Each probe is a short factual question with a gold answer, scored by a
Gemini 3 Flash Preview judge. Researcher subfield probes use a 4-way
evidence-aware judge (CORRECT_STRONG = subfield + verifiable evidence
item; CORRECT_WEAK = subfield only; REFUSAL; WRONG); other probes use
a 3-way judge (CORRECT / REFUSAL / WRONG). Penalized accuracy scores
each probe in {+1.0, +0.5, 0, λ} for the four classes with λ = -1
(WRONG); hallucinations are penalized to discourage guessing. The
calibration curve is log10(params_B) = 6.790 · accuracy − 0.899
(R² = 0.917 on 89 open models; LOO median fold error 1.59×, 68.5%
within 2× and 87.6% within 3×).
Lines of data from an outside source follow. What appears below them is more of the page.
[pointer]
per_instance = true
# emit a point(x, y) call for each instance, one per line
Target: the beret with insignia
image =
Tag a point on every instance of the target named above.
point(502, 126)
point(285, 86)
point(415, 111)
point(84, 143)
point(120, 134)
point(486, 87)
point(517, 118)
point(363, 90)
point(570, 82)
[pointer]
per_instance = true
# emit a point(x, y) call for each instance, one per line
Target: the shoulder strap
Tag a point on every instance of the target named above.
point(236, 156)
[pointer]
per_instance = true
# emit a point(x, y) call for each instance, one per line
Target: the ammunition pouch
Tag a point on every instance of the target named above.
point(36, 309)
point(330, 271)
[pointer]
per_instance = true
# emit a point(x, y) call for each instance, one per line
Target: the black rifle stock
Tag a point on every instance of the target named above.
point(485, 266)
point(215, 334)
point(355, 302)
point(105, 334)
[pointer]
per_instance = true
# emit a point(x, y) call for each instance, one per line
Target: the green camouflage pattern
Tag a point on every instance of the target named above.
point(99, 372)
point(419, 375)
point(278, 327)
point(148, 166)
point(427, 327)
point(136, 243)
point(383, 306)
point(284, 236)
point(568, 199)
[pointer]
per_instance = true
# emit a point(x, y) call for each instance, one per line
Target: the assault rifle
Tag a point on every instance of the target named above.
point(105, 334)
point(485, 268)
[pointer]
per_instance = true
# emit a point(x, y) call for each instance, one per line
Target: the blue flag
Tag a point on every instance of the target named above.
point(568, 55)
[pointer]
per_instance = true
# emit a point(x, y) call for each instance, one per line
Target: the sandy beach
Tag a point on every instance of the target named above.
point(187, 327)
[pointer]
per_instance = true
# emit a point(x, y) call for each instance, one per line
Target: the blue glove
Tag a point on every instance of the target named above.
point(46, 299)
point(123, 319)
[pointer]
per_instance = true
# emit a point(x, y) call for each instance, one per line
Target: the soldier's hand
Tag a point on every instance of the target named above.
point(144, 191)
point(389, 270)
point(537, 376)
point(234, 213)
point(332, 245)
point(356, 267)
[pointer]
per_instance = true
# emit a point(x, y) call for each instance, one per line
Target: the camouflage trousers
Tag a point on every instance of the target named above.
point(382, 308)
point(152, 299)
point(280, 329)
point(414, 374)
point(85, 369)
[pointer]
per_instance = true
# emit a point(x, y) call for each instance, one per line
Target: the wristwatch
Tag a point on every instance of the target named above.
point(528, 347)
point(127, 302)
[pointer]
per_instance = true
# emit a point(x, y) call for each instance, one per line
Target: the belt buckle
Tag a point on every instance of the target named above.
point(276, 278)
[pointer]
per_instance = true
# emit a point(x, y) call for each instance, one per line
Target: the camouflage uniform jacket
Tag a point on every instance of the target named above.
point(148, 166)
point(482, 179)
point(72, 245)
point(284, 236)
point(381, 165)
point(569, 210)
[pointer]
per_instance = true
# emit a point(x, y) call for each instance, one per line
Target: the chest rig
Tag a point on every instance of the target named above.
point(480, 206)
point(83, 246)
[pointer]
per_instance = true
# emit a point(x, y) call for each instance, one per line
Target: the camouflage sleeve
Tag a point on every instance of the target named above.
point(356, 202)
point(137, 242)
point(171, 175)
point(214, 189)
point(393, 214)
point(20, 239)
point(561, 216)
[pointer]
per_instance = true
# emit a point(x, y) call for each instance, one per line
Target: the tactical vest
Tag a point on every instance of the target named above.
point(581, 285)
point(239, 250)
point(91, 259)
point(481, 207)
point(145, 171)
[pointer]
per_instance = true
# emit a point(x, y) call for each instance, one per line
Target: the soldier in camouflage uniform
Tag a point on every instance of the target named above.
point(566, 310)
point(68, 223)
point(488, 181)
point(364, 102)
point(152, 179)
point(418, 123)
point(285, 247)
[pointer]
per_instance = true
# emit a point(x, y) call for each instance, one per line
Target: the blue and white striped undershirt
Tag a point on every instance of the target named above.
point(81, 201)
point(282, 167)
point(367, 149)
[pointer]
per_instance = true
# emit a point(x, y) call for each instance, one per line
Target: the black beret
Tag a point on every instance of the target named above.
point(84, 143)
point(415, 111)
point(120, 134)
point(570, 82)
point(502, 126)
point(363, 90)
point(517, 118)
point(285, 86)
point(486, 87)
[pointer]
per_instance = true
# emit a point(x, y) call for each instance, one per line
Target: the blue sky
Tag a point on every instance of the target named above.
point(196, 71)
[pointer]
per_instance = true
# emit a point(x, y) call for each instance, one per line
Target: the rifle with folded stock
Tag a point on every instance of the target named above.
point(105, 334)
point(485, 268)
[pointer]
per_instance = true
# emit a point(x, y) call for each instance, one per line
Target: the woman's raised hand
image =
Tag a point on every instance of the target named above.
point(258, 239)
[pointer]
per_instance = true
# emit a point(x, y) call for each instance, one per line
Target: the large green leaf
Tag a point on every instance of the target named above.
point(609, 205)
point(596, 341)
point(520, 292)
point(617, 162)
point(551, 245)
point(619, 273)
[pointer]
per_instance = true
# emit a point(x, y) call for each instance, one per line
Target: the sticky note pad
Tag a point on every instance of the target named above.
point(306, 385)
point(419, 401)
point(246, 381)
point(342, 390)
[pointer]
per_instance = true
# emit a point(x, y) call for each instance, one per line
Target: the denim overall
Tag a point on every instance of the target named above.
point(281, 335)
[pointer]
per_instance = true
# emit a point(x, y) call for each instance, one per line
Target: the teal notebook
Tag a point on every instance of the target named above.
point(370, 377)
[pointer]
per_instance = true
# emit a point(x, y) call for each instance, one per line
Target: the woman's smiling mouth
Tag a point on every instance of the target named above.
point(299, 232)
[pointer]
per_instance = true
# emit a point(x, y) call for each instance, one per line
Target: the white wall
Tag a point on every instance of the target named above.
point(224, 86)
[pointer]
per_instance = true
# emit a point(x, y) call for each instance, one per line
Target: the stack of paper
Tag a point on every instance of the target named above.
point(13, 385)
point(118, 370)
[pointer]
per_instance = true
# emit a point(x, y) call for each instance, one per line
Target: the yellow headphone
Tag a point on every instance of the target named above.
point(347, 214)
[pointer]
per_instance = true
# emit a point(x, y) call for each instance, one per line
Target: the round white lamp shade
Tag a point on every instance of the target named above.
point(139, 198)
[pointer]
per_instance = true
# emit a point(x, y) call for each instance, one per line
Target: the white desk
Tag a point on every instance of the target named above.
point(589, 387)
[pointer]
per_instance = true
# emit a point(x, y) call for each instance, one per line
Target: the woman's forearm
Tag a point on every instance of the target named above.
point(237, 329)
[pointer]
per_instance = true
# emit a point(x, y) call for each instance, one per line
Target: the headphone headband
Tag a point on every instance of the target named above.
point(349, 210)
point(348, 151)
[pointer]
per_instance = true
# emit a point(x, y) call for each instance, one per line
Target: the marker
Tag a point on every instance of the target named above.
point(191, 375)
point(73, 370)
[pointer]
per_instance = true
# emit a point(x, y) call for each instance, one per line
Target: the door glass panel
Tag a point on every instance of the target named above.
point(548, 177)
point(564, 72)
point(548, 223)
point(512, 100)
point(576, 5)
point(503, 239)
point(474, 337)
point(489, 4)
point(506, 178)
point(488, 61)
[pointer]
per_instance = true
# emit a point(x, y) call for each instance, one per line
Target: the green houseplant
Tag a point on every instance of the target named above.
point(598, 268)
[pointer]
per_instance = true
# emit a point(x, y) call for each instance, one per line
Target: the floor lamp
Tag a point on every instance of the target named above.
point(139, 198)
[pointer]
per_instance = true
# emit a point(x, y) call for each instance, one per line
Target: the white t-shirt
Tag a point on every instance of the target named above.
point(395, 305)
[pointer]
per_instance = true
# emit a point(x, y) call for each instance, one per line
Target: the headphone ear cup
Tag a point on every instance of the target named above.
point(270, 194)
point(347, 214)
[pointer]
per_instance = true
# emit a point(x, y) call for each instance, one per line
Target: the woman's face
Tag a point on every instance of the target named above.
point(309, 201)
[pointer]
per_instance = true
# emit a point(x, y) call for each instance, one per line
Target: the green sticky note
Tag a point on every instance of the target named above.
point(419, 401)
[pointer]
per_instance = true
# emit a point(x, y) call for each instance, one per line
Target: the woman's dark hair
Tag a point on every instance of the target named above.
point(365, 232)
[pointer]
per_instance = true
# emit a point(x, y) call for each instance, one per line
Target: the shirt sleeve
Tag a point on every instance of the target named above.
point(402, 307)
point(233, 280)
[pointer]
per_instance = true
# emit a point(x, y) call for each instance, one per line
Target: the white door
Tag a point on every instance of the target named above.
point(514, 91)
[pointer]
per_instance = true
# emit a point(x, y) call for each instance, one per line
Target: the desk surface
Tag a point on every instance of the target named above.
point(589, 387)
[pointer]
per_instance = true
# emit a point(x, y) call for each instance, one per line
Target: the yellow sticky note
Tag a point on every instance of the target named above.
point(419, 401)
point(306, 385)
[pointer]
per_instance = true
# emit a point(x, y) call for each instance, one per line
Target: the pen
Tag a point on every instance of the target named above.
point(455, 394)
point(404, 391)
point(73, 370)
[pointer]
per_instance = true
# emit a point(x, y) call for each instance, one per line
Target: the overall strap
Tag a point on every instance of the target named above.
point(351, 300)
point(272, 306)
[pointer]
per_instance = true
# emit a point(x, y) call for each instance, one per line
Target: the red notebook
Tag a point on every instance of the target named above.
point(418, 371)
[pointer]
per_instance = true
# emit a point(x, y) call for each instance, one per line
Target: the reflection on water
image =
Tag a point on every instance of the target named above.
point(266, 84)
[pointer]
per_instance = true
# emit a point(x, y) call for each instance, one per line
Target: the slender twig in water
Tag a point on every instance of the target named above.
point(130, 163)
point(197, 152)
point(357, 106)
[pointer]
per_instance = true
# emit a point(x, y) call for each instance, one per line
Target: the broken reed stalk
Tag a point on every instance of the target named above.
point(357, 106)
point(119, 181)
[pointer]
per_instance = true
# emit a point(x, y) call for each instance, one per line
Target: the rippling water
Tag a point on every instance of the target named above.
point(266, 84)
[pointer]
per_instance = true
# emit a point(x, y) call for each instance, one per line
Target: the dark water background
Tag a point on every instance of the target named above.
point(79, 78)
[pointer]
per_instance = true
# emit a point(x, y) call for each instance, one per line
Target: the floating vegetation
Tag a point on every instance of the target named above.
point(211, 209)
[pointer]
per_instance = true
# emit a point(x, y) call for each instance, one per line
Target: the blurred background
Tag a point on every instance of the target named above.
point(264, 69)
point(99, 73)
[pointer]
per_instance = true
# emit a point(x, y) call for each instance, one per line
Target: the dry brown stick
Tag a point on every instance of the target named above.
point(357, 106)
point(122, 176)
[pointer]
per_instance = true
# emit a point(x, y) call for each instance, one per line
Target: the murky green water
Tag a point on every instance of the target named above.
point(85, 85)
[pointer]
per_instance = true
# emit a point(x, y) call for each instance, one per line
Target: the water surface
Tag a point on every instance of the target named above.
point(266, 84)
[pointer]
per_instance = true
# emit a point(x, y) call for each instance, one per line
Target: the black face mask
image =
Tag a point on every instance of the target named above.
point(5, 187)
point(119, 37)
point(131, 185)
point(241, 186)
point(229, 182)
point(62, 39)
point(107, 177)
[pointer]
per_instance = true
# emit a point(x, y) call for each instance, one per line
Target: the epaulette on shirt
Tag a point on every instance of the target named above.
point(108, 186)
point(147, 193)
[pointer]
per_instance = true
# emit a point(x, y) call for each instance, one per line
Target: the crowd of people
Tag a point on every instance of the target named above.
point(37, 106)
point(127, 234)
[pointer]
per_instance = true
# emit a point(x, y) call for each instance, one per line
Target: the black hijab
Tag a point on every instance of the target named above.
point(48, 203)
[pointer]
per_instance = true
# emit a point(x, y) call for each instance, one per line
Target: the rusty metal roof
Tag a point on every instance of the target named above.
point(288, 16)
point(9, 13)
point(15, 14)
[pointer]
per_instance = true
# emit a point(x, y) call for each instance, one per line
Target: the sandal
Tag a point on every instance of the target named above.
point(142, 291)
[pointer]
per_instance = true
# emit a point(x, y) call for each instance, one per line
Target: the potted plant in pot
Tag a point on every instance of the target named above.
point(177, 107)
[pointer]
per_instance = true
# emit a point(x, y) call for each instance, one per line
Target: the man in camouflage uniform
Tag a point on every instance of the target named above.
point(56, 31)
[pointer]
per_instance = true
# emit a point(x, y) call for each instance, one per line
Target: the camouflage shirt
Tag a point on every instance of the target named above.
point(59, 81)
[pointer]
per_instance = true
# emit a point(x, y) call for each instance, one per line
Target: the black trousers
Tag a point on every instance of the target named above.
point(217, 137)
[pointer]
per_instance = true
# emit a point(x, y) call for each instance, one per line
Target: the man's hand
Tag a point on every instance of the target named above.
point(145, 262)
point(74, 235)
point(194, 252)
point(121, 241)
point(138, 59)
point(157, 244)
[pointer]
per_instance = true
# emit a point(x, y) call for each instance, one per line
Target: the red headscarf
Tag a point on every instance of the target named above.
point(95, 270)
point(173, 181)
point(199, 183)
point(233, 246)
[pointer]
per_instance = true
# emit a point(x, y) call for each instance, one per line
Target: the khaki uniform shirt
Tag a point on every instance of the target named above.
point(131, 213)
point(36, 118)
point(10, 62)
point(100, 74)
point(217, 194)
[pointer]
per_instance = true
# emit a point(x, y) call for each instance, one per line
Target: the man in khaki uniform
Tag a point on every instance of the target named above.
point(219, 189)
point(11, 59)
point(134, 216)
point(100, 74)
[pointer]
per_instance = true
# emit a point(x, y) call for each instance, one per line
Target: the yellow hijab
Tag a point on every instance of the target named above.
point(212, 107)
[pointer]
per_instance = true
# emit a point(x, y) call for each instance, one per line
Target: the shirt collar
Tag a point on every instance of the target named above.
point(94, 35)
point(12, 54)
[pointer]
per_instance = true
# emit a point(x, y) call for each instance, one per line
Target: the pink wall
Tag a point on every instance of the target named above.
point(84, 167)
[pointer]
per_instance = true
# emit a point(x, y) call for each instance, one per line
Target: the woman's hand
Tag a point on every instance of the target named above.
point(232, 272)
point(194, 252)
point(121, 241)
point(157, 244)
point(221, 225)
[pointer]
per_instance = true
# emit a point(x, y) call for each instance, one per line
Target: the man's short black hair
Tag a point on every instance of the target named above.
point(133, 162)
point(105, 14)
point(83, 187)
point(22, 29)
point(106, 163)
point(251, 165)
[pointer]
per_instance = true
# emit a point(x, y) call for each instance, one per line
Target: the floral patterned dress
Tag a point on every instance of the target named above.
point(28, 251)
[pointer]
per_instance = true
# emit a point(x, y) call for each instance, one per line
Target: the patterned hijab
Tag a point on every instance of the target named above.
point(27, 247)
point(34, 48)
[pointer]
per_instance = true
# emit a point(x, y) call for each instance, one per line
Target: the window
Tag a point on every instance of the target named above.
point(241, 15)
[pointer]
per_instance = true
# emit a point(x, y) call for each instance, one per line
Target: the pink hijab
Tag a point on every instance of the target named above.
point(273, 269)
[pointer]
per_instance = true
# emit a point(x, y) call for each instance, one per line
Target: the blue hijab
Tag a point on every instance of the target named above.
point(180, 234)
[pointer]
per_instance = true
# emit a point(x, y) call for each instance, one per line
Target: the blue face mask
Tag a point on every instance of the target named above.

For MoE models, total parameters
predict accuracy (R² = 0.79) much better than active parameters
(R² = 0.51) — so the curve is fit against total parameter count.
- Python ≥ 3.10
- An API key for the model(s) you want to evaluate (OpenRouter covers all 188 evaluated models; OpenAI-compatible endpoints also work)
- An
OPENROUTER_API_KEYfor the judge (always Gemini 3 Flash Preview) - ~$0.10–$3 per model to score the full 1,400 probes, depending on the model priced at OpenRouter rates
@misc{li2026incompressibleknowledgeprobesestimating,
title = {Incompressible Knowledge Probes: Estimating Black-Box LLM
Parameter Counts via Factual Capacity},
author = {Bojie Li},
year = {2026},
eprint = {2604.24827},
archivePrefix = {arXiv},
primaryClass = {cs.LG},
url = {https://arxiv.org/abs/2604.24827}
}Code: MIT. Probe set and per-model results: CC BY 4.0.